Hows everything your side of the country?


----------



## Shotgun (Mar 5, 2021)

I broke the fan off the tread mill motor I put on my mill.  I worked in a fix, but I'm not completely happy with it.  I like your fan design, and I think I'll be copying it.  

You can see what I did at https://rumble.com/ved44z-the-wrong-fu-tread-mill.html


----------



## Flyinfool (Mar 5, 2021)

I know this place does not ship across the pond, but such a thing is available a lot cheaper than that tap.








						McMaster-Carr
					

McMaster-Carr is the complete source for your plant with over 595,000 products. 98% of products ordered ship from stock and deliver same or next day.




					www.mcmaster.com
				




Where there is a will there is a way.


----------



## savarin (Mar 5, 2021)

Shotgun said:


> I broke the fan off the tread mill motor I put on my mill.  I worked in a fix, but I'm not completely happy with it.  I like your fan design, and I think I'll be copying it.
> 
> You can see what I did at https://rumble.com/ved44z-the-wrong-fu-tread-mill.html


My fan was just bolted to the inside of the flywheel so were just vanes sitting in the recess with the side of the flywheel flush with the back surface of the fan. The flywheel rim that you turned down sits over the gold flange on the motor with about 1/16" clearance.
I'm looking into making a sheet metal shroud to cover the fan in the hope that will work.
I'm wondering how hot the motor will get as it wont be working as long as it would on a treadmill so maybe it wont get very hot.


----------



## savarin (Mar 6, 2021)

This is how the fan sat in the flywheel


When its on the motor there is just a tiny gap for the air to pass through


The blades almost touch the gold flange


I will need a shroud to enclose the blades so I'm looking for a can that is the correct size to avoid trying to make one.
This is the control panel so far, I will get a larger dia knob for the speed control, the switch is for forward and reverse and the large red knob is the emergency cut out.

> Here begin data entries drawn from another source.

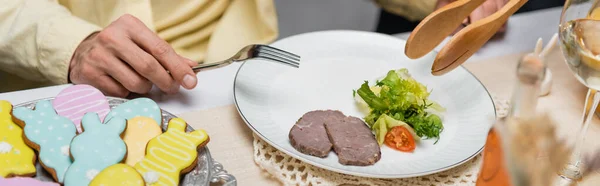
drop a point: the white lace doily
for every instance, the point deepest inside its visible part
(291, 171)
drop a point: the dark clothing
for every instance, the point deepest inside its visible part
(390, 23)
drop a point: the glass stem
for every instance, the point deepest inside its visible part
(588, 116)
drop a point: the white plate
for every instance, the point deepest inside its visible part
(271, 97)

In use the emergency cut out will be turned on, the switch set to forward or reverse, turn up the speed dial. To stop turn down the speed dial till it clicks off.
The speed controller is very simple240V ac in, up to 240V dc out, the motor is rated to 180V dc so I will add a stop so I cant turn it past 180V output.


----------



## Shotgun (Mar 6, 2021)

Which controller did you use?  I used a mc2100LTS uses a generated signal from the $10 device that gives me a digital readout of what the duty cycle is set at.

I have an MC-60 controller sitting here next to me that needs repair.  It uses a pot for speed control.  If I get around to putting that on my drill press, I'll mark the control box to show the rpm.  I've got a laser tachometer that I use measure the spindle speed.


----------



## 7milesup (Mar 6, 2021)

Flyinfool said:


> I know this place does not ship across the pond, but such a thing is available a lot cheaper than that tap.
> 
> 
> 
> ...



No, no.  Where there is a *MILL* there is a way.


----------



## 7milesup (Mar 6, 2021)

I know what you mean Savarin about tap prices.  I am making a T nut for my new QCTP and needed a 16x1.5 metric tap.  Yikes, they are expensive.  I have never done internal threading before but it looks like I am about ready to learn.


----------